ALTRepo Uploader utilities
Most of provided CLI tools has pretty common set of arguments. All of them have at least -h option that displays the usage message.
Configuration file
All CLI tools supports configuration provided by file with -c, --config option. Configuration file example is config.ini.example.
[DEFAULT]
workers=10 # number of threads (if used by utility)
[LOGGING]
log_to_file=no # controls logging to file
log_to_syslog=no # controls logging to syslog
log_to_console=yes # controls logging to console [stderr]

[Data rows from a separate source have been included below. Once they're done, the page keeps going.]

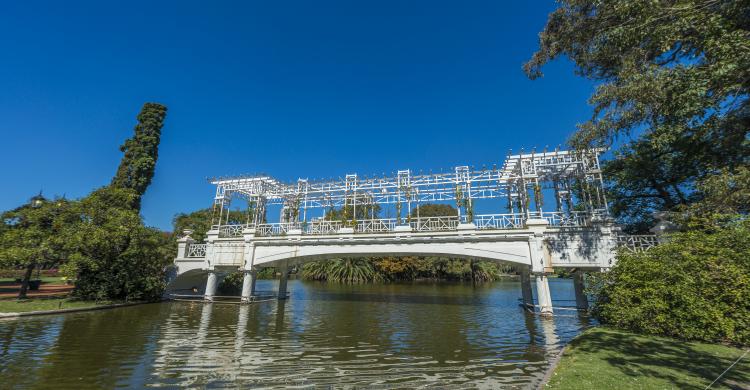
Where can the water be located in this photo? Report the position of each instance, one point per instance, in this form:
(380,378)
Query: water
(326,335)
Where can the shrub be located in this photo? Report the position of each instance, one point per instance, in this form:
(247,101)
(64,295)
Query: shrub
(695,287)
(231,284)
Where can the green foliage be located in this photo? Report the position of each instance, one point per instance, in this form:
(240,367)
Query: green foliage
(406,268)
(112,255)
(675,74)
(141,152)
(266,273)
(695,287)
(602,358)
(353,270)
(231,284)
(30,236)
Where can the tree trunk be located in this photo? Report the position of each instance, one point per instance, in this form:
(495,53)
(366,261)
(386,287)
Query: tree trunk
(25,281)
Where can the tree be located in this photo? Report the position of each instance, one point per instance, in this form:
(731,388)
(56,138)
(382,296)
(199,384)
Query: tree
(30,236)
(140,152)
(674,75)
(693,287)
(112,254)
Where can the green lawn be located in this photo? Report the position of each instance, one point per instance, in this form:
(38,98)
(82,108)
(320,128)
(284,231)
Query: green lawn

syslog_ident=altrepodb # controls syslog identity
[DATABASE]
dbname=repodb # database name
host=localhost # Clickhouse server IP address
port=9000 # Clickhouse server port
user=default # databse user name
password= # database user password
Note: Only logging level could be managed by CLI options. Logging handlers are controlled only by configuration file.
Command line tools
repo_loader
The utility uploads content of branch's repository state from file system to database. Check the usage message with command:
[user@host]$ repo_loader -h
Usage example:
[user@host]$ repo_loader sisyphus /archive/repo/sisyphus/date/2021/08/18 --date 2021-08-18 -c config.ini --tag test_load -v
task_loader
The utility uploads content of building task state from file system to database. Check the usage message with command:
[user@host]$ task_loader -h
Usage example:
[user@host]$ task_loader /archive/tasks/done/_276/283337 -c config.ini -f -D
image_loader
The utility uploads content of ALT Linux distribution image in ISO, TAR, IMG, QCOW2 formats to database. Check the usage message with command:
[user@host]$ image_loader -h
Usage example:
[user@host]$ image_loader alt-p10-opennebula-x86_64.qcow2 --branch p10 --edition cloud --version 10.0.0 --release release --platform "" --variant install --flavor opennebula --arch x86_64 --date 2022-02-10 --url "http://ftp.altlinux.org/%PATH_TO_IMAGE%" --type qcow -c config.ini --debug
acl_loader
The utility uploads ALT Linux maintaners ACLs to database. Check the usage message with command:
[user@host]$ acl_loader -h
beehive_loader
The utility uploads Beehive packages build results to database. Check the usage message with command:
[user@host]$ beehive_loader -h
bugzilla
The utility uploads Bugzilla issues to database. Check the usage message with command:
[user@host]$ bugzilla -h
repocop_loader
The utility uploads Repocop packages inspection to database. Check the usage message with command:
[user@host]$ repocop_loader -h
watch_loader
The utility uploads package's versions updates from Watch to database. Check the usage message with command:
[user@host]$ watch_loader -h
spdx_loader
The utility uploads licenses information from SPDX Git repository to database. Check the usage message with command:
[user@host]$ spdx_loader -h
Code style
Now project uses black for code formatting and flake8 as a linter with configuration defined in setup.cfg file.
Afternote
ALTRepo Uploader is under continuous development.
Functionality, database and code structure changes rapidly.
Check changelog and Git history for details.